Историю, как родителей и родину, не выбирают. Свою собственную в том числе. Она такая, как есть, и все попытки ее переписать оказываются занятием бессмысленным и бесполезным. Другое дело, что уже после того, как это приключение, именуемое жизнью, заканчивается, начинается другая история, во многом альтернативная, к которой, впрочем, сам виновник события уже не имеет никакого отношения.
Как остроумно заметил питерский прозаик Валерий Попов, «это уже после смерти Сережа так чудовищно зазнался». Вот уж воистину, кто бы мог подумать, что долгий и мучительный поход Довлатова за литературным признанием, читай, славой завершится его смертью в возрасте 48 лет, после которой и признание, и слава, и тиражи будут оглушительными, просто сам Сережа ничего этого уже не увидел и не увидит.
Едва ли мечтал о таком развитии сюжета, но сложилось именно так…
«У нас любить умеют только мертвых», – сказал в свое время Битов.
И действительно, Довлатова полюбили взахлеб все, а история его жизни, та самая, которую не выбирают, оказалась затерянной среди бесконечных баек, анекдотов и мифов, связанных с его именем.
Не печатали, пил, любил женщин, снова пил, уехал в Америку, стали публиковать, умер, выходя из запоя. На этом, как правило, большинство воспоминаний, они же монографии о Довлатове, заканчиваются. Тема видится исчерпанной в свете разрозненных (по большей части комических) фрагментов, за которыми Сережу-то и не разглядеть.
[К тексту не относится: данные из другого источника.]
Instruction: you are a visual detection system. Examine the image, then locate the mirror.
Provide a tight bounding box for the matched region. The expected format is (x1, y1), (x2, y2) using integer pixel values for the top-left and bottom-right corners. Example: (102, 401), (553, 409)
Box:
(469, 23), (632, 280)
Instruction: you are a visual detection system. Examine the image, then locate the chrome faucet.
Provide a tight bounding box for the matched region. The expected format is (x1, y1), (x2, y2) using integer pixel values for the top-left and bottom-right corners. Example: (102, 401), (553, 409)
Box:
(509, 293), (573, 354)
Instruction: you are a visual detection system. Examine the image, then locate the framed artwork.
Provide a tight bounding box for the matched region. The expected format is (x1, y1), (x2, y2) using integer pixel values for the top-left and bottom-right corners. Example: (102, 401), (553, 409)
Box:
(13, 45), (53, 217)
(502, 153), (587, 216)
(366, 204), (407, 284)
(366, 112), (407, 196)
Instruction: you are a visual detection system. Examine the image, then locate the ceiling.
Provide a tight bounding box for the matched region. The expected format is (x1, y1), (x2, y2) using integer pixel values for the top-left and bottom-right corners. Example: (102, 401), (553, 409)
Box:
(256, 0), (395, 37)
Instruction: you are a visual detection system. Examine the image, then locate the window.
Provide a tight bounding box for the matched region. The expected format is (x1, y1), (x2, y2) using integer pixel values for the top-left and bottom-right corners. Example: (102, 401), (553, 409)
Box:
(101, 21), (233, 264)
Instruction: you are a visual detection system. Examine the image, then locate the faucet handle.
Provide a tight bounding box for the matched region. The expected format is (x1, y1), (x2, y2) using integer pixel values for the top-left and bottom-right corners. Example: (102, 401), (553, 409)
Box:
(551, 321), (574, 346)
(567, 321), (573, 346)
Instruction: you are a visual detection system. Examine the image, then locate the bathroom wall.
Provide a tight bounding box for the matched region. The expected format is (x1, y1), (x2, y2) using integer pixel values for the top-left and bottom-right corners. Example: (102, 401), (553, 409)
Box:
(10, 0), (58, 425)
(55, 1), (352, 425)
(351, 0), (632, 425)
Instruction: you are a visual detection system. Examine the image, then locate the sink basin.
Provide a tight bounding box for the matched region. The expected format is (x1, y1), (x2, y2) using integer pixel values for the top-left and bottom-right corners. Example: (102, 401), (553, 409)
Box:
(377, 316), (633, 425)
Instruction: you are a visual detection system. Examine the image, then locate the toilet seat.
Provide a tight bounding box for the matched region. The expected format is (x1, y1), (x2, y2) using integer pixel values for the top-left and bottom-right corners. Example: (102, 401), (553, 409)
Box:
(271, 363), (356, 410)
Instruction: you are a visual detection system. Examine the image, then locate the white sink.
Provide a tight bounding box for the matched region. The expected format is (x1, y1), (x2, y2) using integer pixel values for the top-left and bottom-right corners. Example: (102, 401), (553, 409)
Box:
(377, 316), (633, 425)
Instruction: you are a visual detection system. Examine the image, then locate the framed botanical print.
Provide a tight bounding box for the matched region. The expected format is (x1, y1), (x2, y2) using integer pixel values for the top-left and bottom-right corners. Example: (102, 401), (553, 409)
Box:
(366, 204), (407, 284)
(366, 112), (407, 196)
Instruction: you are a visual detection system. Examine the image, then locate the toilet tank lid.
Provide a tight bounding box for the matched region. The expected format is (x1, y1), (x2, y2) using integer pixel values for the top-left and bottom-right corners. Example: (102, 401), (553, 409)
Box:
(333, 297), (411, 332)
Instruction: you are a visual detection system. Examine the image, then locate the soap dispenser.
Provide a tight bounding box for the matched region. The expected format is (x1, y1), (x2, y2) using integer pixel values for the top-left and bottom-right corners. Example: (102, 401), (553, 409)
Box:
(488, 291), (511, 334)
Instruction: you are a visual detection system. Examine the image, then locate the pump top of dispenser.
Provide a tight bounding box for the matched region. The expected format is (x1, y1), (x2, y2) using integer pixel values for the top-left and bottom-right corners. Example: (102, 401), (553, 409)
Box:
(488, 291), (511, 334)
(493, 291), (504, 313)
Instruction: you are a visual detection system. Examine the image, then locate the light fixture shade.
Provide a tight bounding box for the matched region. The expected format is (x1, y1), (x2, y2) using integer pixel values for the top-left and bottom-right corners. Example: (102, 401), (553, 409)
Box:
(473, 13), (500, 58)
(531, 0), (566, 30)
Остается только читать его тексты, но и они не являются автобиографическим источником, потому что это литература, взгляд на себя и на окружающих его людей Довлатова-прозаика.
Но ведь был и другой Довлатов, о котором нам, увы, мало что известно, а стены на Рубинштейна и квартиры на Форест-Хиллс в Нью-Йорке, узкие улочки Таллина и поля окрест сельца Михайловское молчат.
Не потому, что что-то скрывают, а потому, что не умеют говорить.
Эта книга является опытом прочтения биографии Сергея Донатовича, реального и вымышленного, писателя и его двойника. Тем самым опытом, о котором сказано, что он есть «сын ошибок трудных».
Что же касается до «работы над ошибками» (без нее никуда!), то это, как мыслится, уже дело читателей и критиков.
Двойника привели в помывочную, раздели и велели залезть в покрытую желтыми разводами ванну-кювету, которая едва доходила ему щиколоток.
Голый человек закашлялся при этом, забился в судорогах, а когда его отпустило, то сел на корточки, обхватив себя за колени, и так замер в ожидании кипятка.
Санитар ушел в бойлерную давать воду.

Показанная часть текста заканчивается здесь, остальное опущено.